Fueling an airplane in the late 1920s at Old Lancaster Airport. Five gallon cas of gasoline from the fuel truck were poured through a chamois filter into the airplane's fuel tank.
R. L. Gerhart Company's Ryan monoplane advertised El Capitan Coffee. Pilot Jesse Jones stands at left. This is thought to be the first business aircraft purchased by a Lancaster County company. It was the sister ship of the Ryan "Spirit of St. Louis" flown by Charles Lindbergh from New York to Paris in May 1927.
The Curtiss Condor airplane visited the new Lancaster Municipal Airport to sell rides, day or night, to Lancaster countians. The pilot was the famed transatlantic flyer Clarence Chamberlin.
Committee to choose a site for the new Municipal Airport included members of Lancaster Chamber of Commerce, American Business Club and Lancaster Aero Club. Pictured left to right are Jesse P. Jones, Sumner L. Brown, George P. Luckey, A.D. Howry, John H. Carter, Charles B. Weise, F.K. Brinkman, W.S. Raub, H.M. Hersh, William D. Grant, S.R. Slaymaker and G.W. Birrell.
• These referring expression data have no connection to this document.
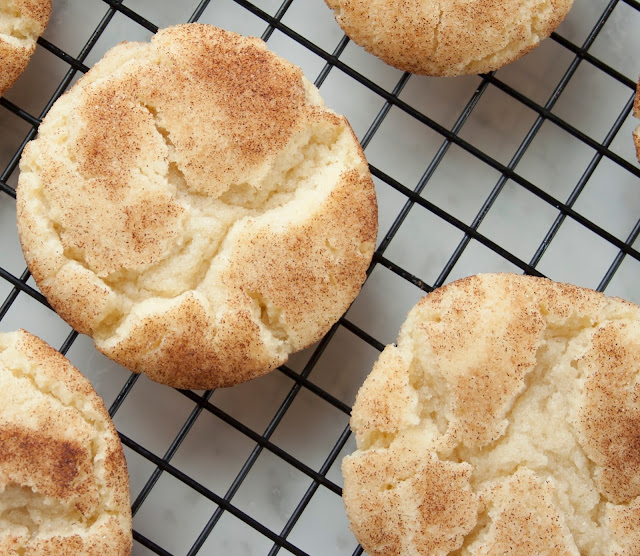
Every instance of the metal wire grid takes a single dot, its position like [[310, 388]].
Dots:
[[412, 196]]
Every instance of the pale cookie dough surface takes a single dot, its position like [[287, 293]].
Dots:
[[193, 206], [64, 487], [505, 420], [449, 37], [21, 23], [636, 113]]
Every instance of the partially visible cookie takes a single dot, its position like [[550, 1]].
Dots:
[[449, 37], [193, 206], [636, 113], [21, 23], [64, 487], [505, 420]]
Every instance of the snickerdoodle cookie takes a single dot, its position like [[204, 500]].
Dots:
[[505, 420], [636, 113], [193, 206], [449, 37], [21, 23], [64, 487]]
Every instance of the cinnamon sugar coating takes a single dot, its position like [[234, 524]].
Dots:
[[21, 23], [505, 420], [449, 37], [64, 487], [193, 206]]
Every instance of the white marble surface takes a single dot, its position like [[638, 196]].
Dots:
[[213, 451]]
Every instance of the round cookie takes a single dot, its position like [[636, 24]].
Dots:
[[21, 23], [64, 487], [636, 113], [449, 37], [193, 206], [505, 420]]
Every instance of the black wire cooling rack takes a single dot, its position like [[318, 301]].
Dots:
[[530, 169]]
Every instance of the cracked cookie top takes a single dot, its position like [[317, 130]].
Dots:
[[21, 23], [64, 487], [449, 37], [193, 206], [506, 419]]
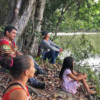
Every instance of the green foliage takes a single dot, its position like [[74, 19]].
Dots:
[[82, 48], [80, 15]]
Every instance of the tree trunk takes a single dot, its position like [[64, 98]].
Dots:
[[19, 13], [37, 25]]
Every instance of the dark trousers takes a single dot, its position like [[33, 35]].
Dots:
[[51, 55]]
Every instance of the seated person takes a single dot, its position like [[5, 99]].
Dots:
[[8, 48], [21, 69], [48, 49], [71, 79]]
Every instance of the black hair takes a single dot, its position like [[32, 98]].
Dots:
[[44, 34], [9, 29], [67, 64], [19, 65]]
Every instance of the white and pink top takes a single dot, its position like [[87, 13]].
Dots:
[[69, 84]]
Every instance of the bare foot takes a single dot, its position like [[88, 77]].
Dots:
[[91, 92]]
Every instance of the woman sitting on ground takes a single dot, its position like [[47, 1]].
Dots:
[[71, 79], [21, 68], [48, 49]]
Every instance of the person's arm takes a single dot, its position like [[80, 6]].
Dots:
[[18, 53], [77, 78], [75, 73], [18, 95], [53, 44], [48, 46]]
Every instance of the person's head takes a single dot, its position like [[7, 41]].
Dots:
[[19, 66], [45, 35], [67, 64], [10, 32]]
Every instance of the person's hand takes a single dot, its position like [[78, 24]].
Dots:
[[60, 50], [85, 75]]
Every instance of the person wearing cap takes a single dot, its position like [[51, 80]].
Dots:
[[8, 48], [48, 49]]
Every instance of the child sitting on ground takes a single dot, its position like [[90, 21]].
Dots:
[[71, 79], [21, 68]]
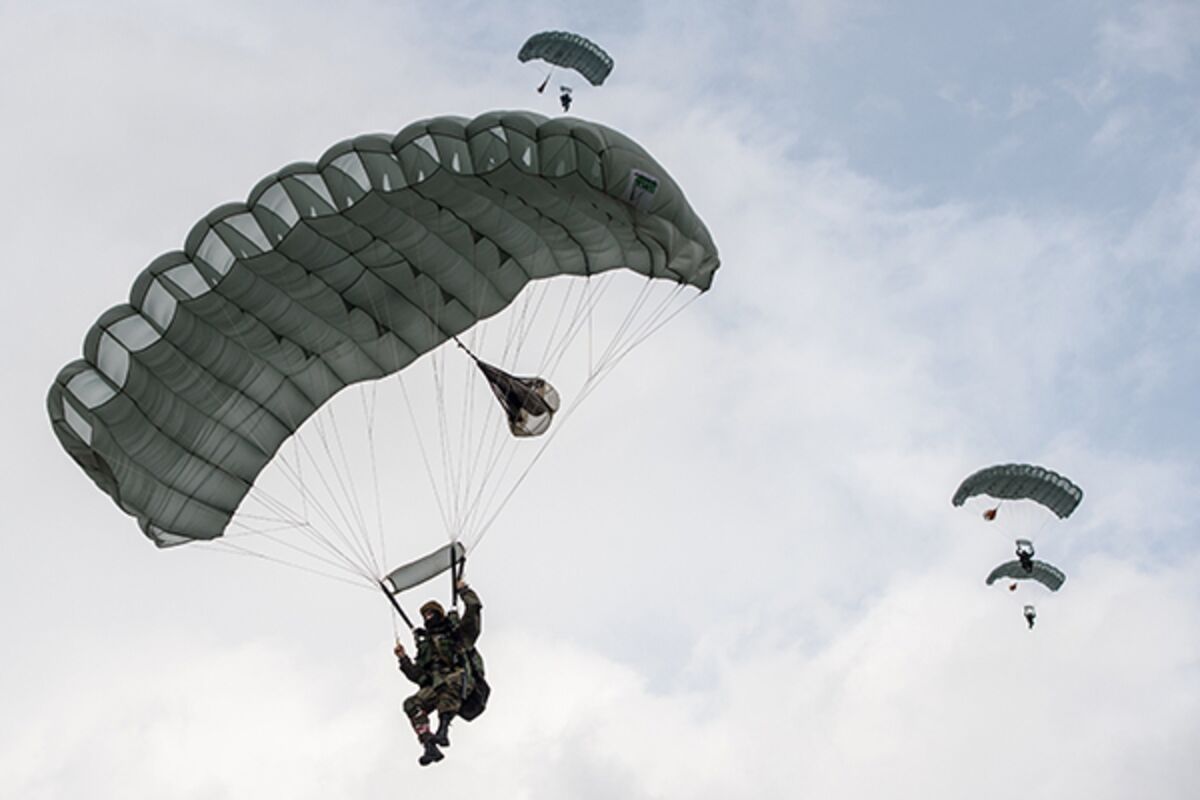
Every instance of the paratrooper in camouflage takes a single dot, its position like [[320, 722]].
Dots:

Photo take December 7, 1929. William Grant, Christiana businessman and president of Lancaster Airways, Inc. was killed in an auto accident three days later.
Pilot Jesse Jones at the controls of Ryan Brougham B-5 airplane owned by Howard M. Hersh at leased to Lancaster Airways, Inc. under an agreement dated November 8, 1929. This was the first enclosed cabin airplane available for passenger service at the Manheim Pike airport which had been established by Jones in 1927.